If you understand these core beliefs, you will understand our behavior

Introduction to Our Core Beliefs

Understanding our Core Beliefs will give you a window into our motivations. The values and services we deliver to our clients are in harmony with our Core Beliefs.

By the way, the same is true for your customers. If you understand their core beliefs, you will understand why they do what they do.

Categories of Human Behavior Important to Businesses

Among the findings of these thought leaders and others are the following three bodies of knowledge, all vital to business success.

Cognitive Consistency

People are driven to balance their cognitions - their feelings, actions and beliefs. Usually that leads people to behave in ways consistent with their beliefs to avoid feeling badly about the inconsistencies.

This has important adverse consequences in business organizations. A good example is business managers feel fine about ignoring the facts and making quick decisions based on their established beliefs! It delivers cognitive consistency.

Think about it. What was the biggest obstacle Columbus faced in getting backing for his voyage to prove the earth is round? Most of the people with the resources to fund his exploration believed the earth is flat! They were confident in that belief. Were they right?

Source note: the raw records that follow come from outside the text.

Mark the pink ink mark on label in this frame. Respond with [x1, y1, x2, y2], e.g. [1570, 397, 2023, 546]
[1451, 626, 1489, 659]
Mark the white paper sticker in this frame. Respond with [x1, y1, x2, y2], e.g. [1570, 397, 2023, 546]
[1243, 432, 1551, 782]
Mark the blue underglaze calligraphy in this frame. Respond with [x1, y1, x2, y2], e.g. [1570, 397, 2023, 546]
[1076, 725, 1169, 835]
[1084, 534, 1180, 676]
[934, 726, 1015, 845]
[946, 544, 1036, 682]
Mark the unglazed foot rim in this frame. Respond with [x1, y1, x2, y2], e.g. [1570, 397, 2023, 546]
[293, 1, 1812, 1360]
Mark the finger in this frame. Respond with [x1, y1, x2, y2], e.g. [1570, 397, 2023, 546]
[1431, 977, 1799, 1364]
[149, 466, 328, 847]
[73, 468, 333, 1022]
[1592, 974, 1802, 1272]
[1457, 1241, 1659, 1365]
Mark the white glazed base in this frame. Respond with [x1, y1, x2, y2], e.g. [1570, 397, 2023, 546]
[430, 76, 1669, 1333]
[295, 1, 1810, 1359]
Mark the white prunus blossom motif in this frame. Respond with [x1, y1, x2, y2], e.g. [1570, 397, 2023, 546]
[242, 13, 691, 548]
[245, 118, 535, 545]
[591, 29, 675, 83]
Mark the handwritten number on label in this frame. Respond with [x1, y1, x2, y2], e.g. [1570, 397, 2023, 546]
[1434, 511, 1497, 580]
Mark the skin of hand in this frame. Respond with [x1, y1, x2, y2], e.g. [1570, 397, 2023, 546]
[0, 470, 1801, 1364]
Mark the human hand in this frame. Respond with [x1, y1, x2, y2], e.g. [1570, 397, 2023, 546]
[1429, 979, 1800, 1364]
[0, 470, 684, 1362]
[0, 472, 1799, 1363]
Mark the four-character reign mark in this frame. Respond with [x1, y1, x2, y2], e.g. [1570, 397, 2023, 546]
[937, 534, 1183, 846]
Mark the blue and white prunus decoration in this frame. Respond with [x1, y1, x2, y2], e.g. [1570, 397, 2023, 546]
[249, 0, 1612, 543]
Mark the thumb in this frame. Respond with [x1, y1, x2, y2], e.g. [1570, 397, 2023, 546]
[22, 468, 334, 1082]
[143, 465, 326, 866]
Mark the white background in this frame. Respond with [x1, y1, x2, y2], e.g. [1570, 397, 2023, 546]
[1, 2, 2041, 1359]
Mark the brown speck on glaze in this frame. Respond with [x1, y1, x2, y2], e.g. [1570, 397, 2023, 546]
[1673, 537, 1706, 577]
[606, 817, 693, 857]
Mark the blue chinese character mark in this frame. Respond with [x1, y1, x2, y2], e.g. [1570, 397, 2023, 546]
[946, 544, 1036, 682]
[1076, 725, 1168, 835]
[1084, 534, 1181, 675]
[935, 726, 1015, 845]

Browse the About Learning section to get more information on how cognitive consistency can obstruct learning, and our views on how this leading business problem can be turned into a competitive advantage.

Group Dynamics

People are strongly influenced by the real or imagined presence of other people. Humans have a fundamental need to belong. Understanding that is one of the missions of the social psychologists.

Of primary interest to businesses is the concept of ingroups and outgroups. People will do heroic things to please ingroup members, and they will do even more heroic things to oppose outgroup members.

Browse the About Uniting section understand more about group dynamics and how to use that understanding to achieve breakthroughs in the performance of your business.

Businesses Are Social Groups

Peter Drucker, Daniel Kahneman, Amos Tversky, Srully Blotnick and many other learned people have concluded through sound research that people behave in a business organization about the same way they behave in non-business organizations. Yet businesses cling to the unproven belief that people in businesses are rational actors who can operate most efficiently in isolated functional groups organized in vertical lines of authority.

We seek out the rare business people who can grasp the newer concepts - that businesses are social groups - and help them tap into the potential competitive strengths social groups have to offer.

People who feel at home in strictly hierarchical business organizations pretend that businesses are not social groups. They are sitting ducks, like Montgomery Wards' stores were sitting ducks for Walmart.